VIDEO. On voulait attaquer Romain Bardet sur ses terres... et ça s’est fini hors-délai

CYCLISME «20 Minutes» a couru avec le leader d'AG2R lors d'une reconnaissance de la fin de la 5e étape du prochain Tour de France...

Nicolas Camus

— 

Romain Bardet et Marion Rousse sur la reconnaissance de la 6e étape du Tour de France 2016, en Auvergne, le 10 mai 2016.
Romain Bardet et Marion Rousse sur la reconnaissance de la 6e étape du Tour de France 2016, en Auvergne, le 10 mai 2016. — Antargaz

Sur le papier, l’idée était tentante. Aller défier Romain Bardet sur ses terres auvergnates, dans le final escarpé de la 5e étape  du prochain Tour de France. Le peloton empruntera les routes qui relient Limoges au Lioran le 6 juillet. Nous, c’était le 10 mai lors d’une reconnaissance organisée par Antargaz, qui sponsorise le Prix de la combativité, remporté par le jeune coureur français l’année dernière. Marion Rousse, ambassadrice du Prix, était là également avec son vélo. 

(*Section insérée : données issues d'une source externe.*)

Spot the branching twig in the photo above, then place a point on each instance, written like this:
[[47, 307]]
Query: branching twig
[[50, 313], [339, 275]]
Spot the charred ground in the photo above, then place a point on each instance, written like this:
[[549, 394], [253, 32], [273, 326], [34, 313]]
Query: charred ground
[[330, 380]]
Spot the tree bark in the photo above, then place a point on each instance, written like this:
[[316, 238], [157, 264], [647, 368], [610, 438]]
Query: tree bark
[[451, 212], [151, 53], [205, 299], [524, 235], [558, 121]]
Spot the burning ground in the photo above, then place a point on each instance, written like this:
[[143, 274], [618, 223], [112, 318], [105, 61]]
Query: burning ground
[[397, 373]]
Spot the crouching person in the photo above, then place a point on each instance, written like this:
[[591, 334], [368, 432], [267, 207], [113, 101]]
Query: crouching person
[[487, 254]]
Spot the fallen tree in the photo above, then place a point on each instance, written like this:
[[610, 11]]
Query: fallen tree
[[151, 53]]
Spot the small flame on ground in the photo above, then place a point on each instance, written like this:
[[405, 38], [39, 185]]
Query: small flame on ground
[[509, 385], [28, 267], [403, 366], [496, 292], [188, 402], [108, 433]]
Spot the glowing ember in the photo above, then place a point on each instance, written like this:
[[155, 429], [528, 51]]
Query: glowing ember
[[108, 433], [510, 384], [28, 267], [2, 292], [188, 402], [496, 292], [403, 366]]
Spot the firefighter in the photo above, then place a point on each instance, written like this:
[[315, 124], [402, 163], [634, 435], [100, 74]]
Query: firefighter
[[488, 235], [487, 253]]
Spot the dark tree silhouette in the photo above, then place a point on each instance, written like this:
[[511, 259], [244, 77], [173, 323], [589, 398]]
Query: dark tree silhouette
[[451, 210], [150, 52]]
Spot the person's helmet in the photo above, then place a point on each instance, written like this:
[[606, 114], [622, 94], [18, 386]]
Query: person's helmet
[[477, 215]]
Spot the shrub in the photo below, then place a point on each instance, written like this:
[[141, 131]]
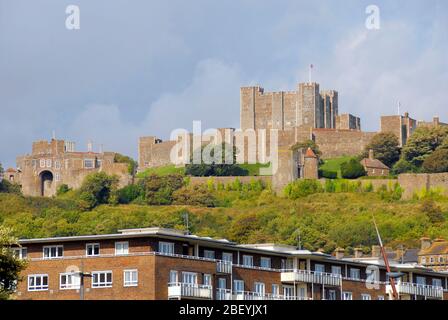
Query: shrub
[[352, 169], [327, 174], [437, 162], [302, 188]]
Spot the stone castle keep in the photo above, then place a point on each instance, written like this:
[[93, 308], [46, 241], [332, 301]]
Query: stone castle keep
[[305, 114], [54, 163]]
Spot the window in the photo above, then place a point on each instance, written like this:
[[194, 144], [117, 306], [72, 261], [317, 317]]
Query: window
[[37, 282], [21, 253], [421, 280], [265, 263], [121, 248], [275, 290], [336, 270], [92, 249], [238, 286], [355, 274], [89, 163], [51, 252], [227, 257], [259, 288], [189, 278], [130, 278], [209, 254], [347, 295], [248, 261], [101, 279], [365, 296], [166, 247], [288, 291], [174, 276], [69, 281], [207, 280], [437, 283], [319, 268]]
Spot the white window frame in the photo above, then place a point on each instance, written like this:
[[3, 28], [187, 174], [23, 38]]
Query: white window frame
[[132, 282], [124, 250], [163, 244], [347, 295], [355, 274], [319, 268], [73, 284], [338, 268], [238, 286], [174, 275], [207, 280], [93, 247], [40, 287], [104, 284], [265, 259], [250, 259], [49, 252], [209, 254], [366, 296], [259, 285], [226, 255]]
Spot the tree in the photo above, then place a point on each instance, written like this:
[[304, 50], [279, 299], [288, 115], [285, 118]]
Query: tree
[[352, 169], [10, 265], [437, 162], [404, 166], [97, 188], [308, 144], [132, 164], [422, 143], [386, 148]]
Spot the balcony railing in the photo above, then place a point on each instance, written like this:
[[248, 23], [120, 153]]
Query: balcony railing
[[224, 267], [180, 290], [328, 279], [415, 289]]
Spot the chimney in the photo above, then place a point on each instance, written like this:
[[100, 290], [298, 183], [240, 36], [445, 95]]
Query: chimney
[[339, 253], [358, 252], [376, 251], [425, 243]]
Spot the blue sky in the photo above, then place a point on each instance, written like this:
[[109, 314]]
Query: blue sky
[[146, 67]]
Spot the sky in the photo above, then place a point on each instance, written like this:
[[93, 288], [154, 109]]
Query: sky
[[146, 67]]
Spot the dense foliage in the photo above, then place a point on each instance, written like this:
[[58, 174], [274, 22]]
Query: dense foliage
[[10, 265], [352, 169], [386, 148]]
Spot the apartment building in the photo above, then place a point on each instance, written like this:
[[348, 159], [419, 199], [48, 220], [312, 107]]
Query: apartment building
[[160, 264]]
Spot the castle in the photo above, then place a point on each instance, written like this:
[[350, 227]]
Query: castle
[[52, 164], [296, 116]]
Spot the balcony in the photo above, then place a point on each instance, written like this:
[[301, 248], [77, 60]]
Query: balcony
[[224, 267], [404, 288], [328, 279], [179, 291]]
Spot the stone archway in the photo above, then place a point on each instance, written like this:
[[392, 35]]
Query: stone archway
[[46, 183]]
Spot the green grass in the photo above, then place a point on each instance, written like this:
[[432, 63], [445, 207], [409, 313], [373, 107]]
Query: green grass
[[334, 164], [162, 171]]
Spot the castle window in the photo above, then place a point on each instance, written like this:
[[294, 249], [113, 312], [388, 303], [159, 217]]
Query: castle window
[[89, 163]]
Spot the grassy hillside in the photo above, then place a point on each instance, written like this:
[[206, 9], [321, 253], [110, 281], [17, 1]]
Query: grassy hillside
[[325, 220]]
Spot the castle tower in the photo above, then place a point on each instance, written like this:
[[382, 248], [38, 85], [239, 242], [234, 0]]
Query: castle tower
[[310, 167]]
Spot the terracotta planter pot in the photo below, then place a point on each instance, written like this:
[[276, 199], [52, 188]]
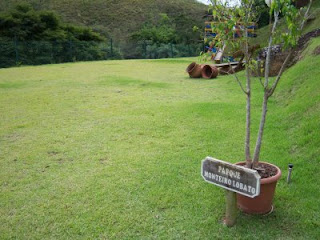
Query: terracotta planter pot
[[194, 70], [208, 71], [261, 204]]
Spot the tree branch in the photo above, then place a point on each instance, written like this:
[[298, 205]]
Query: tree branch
[[305, 16], [267, 64], [238, 80], [285, 63], [274, 86]]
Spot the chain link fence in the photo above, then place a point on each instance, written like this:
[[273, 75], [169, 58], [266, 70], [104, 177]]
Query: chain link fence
[[15, 53]]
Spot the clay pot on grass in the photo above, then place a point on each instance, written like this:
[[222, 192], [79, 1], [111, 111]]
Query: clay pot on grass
[[209, 71], [194, 70], [261, 204]]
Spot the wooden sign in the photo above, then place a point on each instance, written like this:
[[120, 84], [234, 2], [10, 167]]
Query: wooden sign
[[232, 177]]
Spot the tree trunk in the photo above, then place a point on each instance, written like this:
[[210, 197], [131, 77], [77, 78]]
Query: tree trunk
[[248, 108], [261, 128]]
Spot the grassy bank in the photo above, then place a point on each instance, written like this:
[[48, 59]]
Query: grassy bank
[[112, 150]]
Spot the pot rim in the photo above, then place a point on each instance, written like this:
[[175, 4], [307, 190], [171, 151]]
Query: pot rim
[[191, 67], [269, 179]]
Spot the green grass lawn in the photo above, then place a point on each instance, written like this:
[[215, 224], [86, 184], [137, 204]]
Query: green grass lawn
[[112, 150]]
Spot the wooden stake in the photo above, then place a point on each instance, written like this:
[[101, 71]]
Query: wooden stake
[[231, 208]]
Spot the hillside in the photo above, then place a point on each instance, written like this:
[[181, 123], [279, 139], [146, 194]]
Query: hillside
[[90, 151], [119, 19]]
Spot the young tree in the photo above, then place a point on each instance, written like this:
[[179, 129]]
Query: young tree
[[239, 18]]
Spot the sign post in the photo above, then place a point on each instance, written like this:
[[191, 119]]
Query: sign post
[[233, 178]]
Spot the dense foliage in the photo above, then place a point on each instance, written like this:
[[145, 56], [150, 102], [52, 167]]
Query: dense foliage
[[164, 22], [29, 37], [25, 23]]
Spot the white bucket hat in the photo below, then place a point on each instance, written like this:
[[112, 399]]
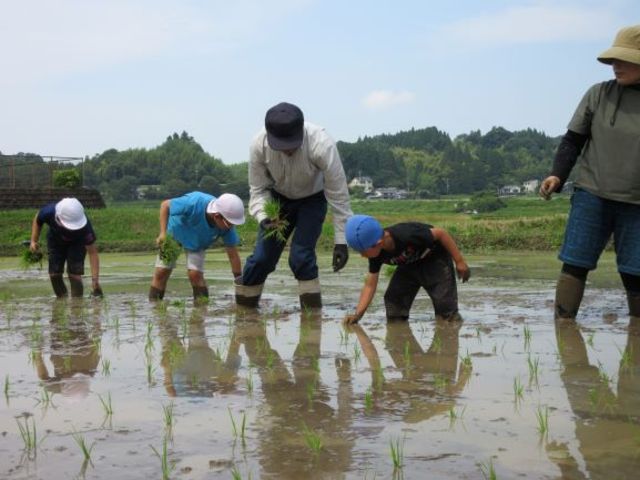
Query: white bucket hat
[[70, 214], [230, 206]]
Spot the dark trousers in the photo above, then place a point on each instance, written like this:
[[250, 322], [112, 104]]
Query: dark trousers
[[305, 217], [435, 274]]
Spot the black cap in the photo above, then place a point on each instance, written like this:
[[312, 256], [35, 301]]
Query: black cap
[[285, 126]]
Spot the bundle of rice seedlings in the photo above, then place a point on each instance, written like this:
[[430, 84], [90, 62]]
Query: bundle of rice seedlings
[[169, 250], [272, 208], [30, 259]]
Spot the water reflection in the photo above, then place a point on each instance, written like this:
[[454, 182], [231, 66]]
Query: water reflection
[[297, 400], [191, 366], [430, 380], [607, 426], [74, 350]]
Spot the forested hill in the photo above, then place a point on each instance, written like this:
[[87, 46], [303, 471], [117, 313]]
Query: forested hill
[[177, 166], [428, 162]]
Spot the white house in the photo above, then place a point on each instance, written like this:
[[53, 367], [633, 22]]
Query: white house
[[364, 182]]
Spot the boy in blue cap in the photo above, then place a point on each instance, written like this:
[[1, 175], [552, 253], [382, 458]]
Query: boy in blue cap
[[423, 255]]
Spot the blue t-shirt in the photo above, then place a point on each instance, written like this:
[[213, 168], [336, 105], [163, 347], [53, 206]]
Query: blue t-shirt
[[189, 226], [60, 235]]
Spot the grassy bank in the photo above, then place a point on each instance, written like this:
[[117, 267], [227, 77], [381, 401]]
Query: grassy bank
[[527, 223]]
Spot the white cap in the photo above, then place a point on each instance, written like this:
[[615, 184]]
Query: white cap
[[70, 214], [230, 206]]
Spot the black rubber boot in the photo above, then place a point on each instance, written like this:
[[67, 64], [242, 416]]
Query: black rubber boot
[[59, 288], [200, 294], [155, 294], [77, 289], [569, 292], [310, 300], [248, 296]]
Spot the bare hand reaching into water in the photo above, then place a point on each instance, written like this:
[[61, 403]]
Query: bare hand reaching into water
[[548, 186]]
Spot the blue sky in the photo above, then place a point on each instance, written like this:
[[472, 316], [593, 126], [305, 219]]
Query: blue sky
[[81, 76]]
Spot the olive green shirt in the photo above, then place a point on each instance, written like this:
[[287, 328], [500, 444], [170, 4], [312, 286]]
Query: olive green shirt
[[609, 165]]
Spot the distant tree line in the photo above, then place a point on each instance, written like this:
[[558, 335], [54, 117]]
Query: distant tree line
[[427, 162]]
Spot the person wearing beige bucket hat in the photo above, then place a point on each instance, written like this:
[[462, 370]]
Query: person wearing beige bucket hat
[[603, 143], [196, 220], [69, 239]]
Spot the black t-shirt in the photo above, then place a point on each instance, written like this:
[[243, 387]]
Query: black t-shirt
[[413, 242]]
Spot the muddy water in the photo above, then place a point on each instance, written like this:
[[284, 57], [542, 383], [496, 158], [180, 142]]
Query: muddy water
[[458, 399]]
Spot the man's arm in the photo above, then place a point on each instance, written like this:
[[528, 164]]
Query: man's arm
[[259, 180], [366, 296], [442, 236], [164, 220], [94, 264], [35, 234], [234, 261]]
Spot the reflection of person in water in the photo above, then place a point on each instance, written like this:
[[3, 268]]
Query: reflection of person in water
[[429, 376], [299, 399], [607, 428], [74, 351], [191, 367]]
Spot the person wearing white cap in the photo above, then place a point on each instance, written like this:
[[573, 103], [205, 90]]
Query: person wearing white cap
[[195, 221], [603, 143], [69, 239]]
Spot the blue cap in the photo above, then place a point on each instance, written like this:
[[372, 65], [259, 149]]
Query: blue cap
[[362, 232]]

Et encore, on a évité le noir.
Et encore, on a évité le noir. - ASO

C'était donc l’occasion rêvée de prendre à la pédale le fameux « régional de l’étape » sur une vingtaine de kilomètres, de la descente du col du Pertus (classé 2e catégorie) au Lioran, via le col de Fond de Cère (3e catégorie)…  Voire de tenter une petite attaque, dressé sur les pédales, tout en déhanché et en explosivité du mollet. Mais le plan a connu quelques accrocs. Quelques faits peuvent l’expliquer.

  • On était à froid.
  • On savait que cette tarte aux myrtilles à midi était de trop mais on l’a quand même mangée.
  • On était en VTT…
  • … alors qu’on aurait pu prendre un vélo électrique mais on n’est pas comme ça…
  • … Et lui avait son super vélo de course.
  • Notre nombre de kilomètres annuels correspond à son échauffement matinal un 1er janvier.
  • On n’est pas gros mais on fait quand même 10 kilos de plus que lui.
  • En fait, un 3e catégorie, c’est pas si facile. Ça monte un peu.
  • Il connaît les routes par cœur, ça aide dans l’avant-dernière épingle de la descente du Pertus.
  • Et puis bon il est coureur professionnel quoi.
Avec des vélos comme ça aussi ça aurait été plus simple.
Avec des vélos comme ça aussi ça aurait été plus simple. - N.CAMUS

En fait, l’opération « attaque de Romain Bardet dans la dernière bosse » a pris du plomb dans l’aile dès le départ. Le temps d’enfiler le coupe-vent et de sortir de quoi faire une vidéo, le bougre était déjà parti devant. Et même en descente le retard ne se rattrape pas comme ça.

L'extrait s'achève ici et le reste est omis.